Die spätere Ausführung des Läuferzuges zugunsten von Sg1–f3 lässt Weiß zum einen Möglichkeiten, je nach den Zügen von Schwarz auf andere Eröffnungssysteme zu wechseln, so beispielsweise mit c2–c4 zu einer verzögerten Variante des Damengambits. Zum anderen verschleiert sie zunächst die Absicht von Weiß, das Londoner System zu spielen. Die gelegentlich als „beschleunigtes Londoner System“ bezeichnete Variante mit 1. d2–d4 und 2. Lc1–f4 wird in der Regel gegenüber der Abfolge mit 2. Sg1–f3 und 3. Lc1–f4 beziehungsweise der Eröffnung mit 1. Sg1–f3 empfohlen, sofern Weiß von Beginn an den Aufbau des Londoner Systems anstrebt.
Auch die Festigung des Zentrums mit den Zügen e2–e3 und c2–c3 kann noch vor der Entwicklung des Königsspringers gespielt werden. Dies sollte insbesondere bei einem frühen Zug des schwarzen c-Bauers erfolgen, um dem Zug Dd8–b6 mittels Dd1–b3 begegnen zu können.
Der Läufer auf f4
Einem möglichen Angriff auf den f4-Läufer durch den schwarzen Zug Lf8–d6 kann Weiß entweder durch den direkten Abtausch der beiden schwarzfeldrigen Läufer mittels Lf4xd6 begegnen.
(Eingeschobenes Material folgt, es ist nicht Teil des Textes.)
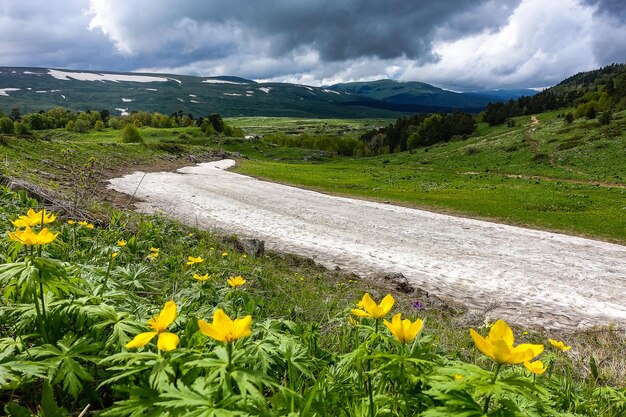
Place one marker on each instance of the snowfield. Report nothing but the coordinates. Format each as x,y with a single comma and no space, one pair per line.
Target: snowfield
526,276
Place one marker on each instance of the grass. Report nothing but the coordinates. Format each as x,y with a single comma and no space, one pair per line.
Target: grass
303,356
513,175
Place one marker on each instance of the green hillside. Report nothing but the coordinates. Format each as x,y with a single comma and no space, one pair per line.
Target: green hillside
35,89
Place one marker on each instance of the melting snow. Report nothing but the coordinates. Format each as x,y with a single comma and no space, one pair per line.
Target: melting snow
212,81
6,91
91,76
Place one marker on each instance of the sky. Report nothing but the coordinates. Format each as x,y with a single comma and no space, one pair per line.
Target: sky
462,45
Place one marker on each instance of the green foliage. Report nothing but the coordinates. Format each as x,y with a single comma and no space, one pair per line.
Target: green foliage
6,125
130,134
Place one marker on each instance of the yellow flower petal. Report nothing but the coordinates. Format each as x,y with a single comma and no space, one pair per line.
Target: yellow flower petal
140,340
535,367
386,304
223,329
167,341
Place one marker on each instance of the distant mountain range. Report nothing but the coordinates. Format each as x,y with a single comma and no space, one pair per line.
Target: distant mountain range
34,89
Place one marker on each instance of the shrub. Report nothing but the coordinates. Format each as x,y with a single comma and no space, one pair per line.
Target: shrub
6,125
131,134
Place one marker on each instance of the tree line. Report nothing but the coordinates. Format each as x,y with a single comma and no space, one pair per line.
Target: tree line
419,130
591,94
60,118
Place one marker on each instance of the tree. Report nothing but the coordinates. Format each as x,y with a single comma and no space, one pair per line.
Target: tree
21,128
15,114
605,118
217,122
569,118
6,125
131,134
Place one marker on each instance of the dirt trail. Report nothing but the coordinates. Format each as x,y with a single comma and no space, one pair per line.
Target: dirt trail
534,277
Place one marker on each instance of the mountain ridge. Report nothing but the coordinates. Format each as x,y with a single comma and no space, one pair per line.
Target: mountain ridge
32,89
Anschließend ist gegebenenfalls durch den Zug f2–f4 eine Ergänzung der Bauernkette c3–d4–e3 zu einem Stonewall-ähnlichem Aufbau möglich, sofern zuvor noch nicht Sg1–f3 gespielt wurde. Alternativ ist nach Lf8–d6 für Weiß der Rückzug Lf4–g3 möglich. Sofern Schwarz sich dann selbst für den Läuferabtausch auf g3 entscheidet, öffnet hxg3 die h-Linie für den weißen Turm auf h1 mit entsprechendem Angriffspotential am Königsflügel. Aufgrund dessen gilt der Rückzug nach g3 in der Regel als aktivere Variante, während der Läuferabtausch durch Weiß auf d6 als risikoarm angesehen wird.
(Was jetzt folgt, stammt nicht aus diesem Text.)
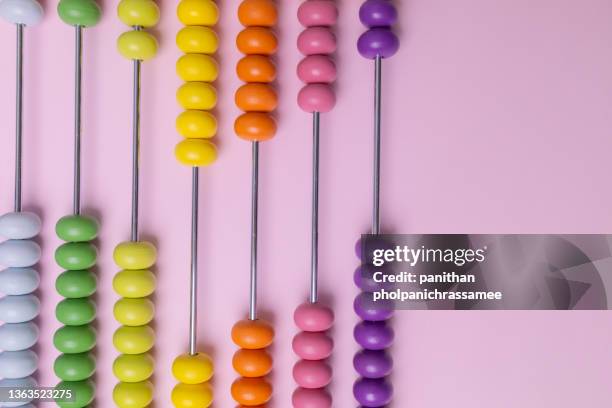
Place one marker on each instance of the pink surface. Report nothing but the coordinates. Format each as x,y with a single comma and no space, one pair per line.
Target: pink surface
497,119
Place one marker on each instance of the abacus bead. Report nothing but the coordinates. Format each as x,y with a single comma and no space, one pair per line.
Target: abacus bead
142,13
374,335
317,98
198,12
252,363
252,334
197,67
134,340
317,40
255,126
318,13
372,392
137,45
195,152
313,317
251,391
76,255
378,41
197,39
77,228
312,346
378,13
256,97
261,13
19,225
257,40
312,374
19,253
135,255
133,367
256,68
193,369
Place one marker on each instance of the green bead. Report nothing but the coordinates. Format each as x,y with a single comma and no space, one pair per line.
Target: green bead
82,391
76,284
84,13
76,255
77,228
75,312
74,367
75,339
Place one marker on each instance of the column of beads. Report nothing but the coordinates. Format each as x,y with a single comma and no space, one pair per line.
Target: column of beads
19,253
135,282
257,98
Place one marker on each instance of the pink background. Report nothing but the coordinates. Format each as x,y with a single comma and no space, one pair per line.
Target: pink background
497,119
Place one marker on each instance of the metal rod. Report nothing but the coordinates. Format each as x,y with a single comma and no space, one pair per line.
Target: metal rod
254,200
314,238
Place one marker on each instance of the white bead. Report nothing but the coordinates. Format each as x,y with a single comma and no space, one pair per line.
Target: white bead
19,225
28,12
19,309
19,253
18,281
18,336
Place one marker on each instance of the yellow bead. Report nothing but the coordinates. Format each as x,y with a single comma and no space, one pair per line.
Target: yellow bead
144,13
197,95
195,152
134,312
134,340
133,395
137,45
135,255
192,395
134,283
197,67
192,369
198,12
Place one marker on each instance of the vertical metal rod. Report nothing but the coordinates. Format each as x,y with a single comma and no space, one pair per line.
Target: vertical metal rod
254,201
193,289
314,243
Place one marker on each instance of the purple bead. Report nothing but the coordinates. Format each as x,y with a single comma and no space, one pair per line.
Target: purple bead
373,363
374,335
378,13
373,393
378,41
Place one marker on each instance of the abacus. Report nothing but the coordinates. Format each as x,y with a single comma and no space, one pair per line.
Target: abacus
374,334
257,98
135,282
197,96
318,71
76,339
19,253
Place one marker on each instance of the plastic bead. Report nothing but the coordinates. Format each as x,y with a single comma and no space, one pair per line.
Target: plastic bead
135,255
20,225
137,45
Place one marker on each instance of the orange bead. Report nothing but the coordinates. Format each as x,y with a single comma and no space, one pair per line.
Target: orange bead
257,40
255,126
252,363
252,334
256,98
251,391
257,13
256,68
Sollte Schwarz hingegen den f4-Läufer mit seinen g- und h-Bauern oder mit dem Königsspringer durch Sf6–h5 angreifen, ist der Rückzug des Läufers nach h2 nach vorherigem Aufrücken des weißen h-Bauers auf h3 möglich. Hat Weiß hingegen noch nicht h2–h3 gespielt, bevor Schwarz mit Sf6–h5 den Läufer angreift, kann sich Weiß ebenfalls für den Rückzug mit Lf4–g3 und das darauf mögliche Abspiel mit Sh5xg3 und hxg3 entscheiden. Alternativ sind Lf4–e5 oder, sofern Schwarz einen Königsindischen Aufbau mit Läufer-Fianchetto nach g7 gewählt hat, der Zug Lf4–g5 mit anschließendem Lg5–h4 als Antwort auf ein mögliches h7–h6 spielbar.
Der weiße Damenspringer
Für den weißen Damenspringer ist die Entwicklung nach d2 die häufigste Variante. Alternativ ist auch Sb1–c3 möglich, sofern Schwarz zuvor nicht c7–c5 gespielt hat und Weiß somit den eigenen c-Bauer nach c4 anstelle von c3 ziehen konnte. Eine neuere eigenständige Idee im Londoner System ist zudem das schnelle Abspiel Sb1–c3 bereits im dritten Zug nach d2–d4 und Lc1–f4 als Mittel gegen den Königsindischen Aufbau für Schwarz nach Sg8–f6 und g7–g6.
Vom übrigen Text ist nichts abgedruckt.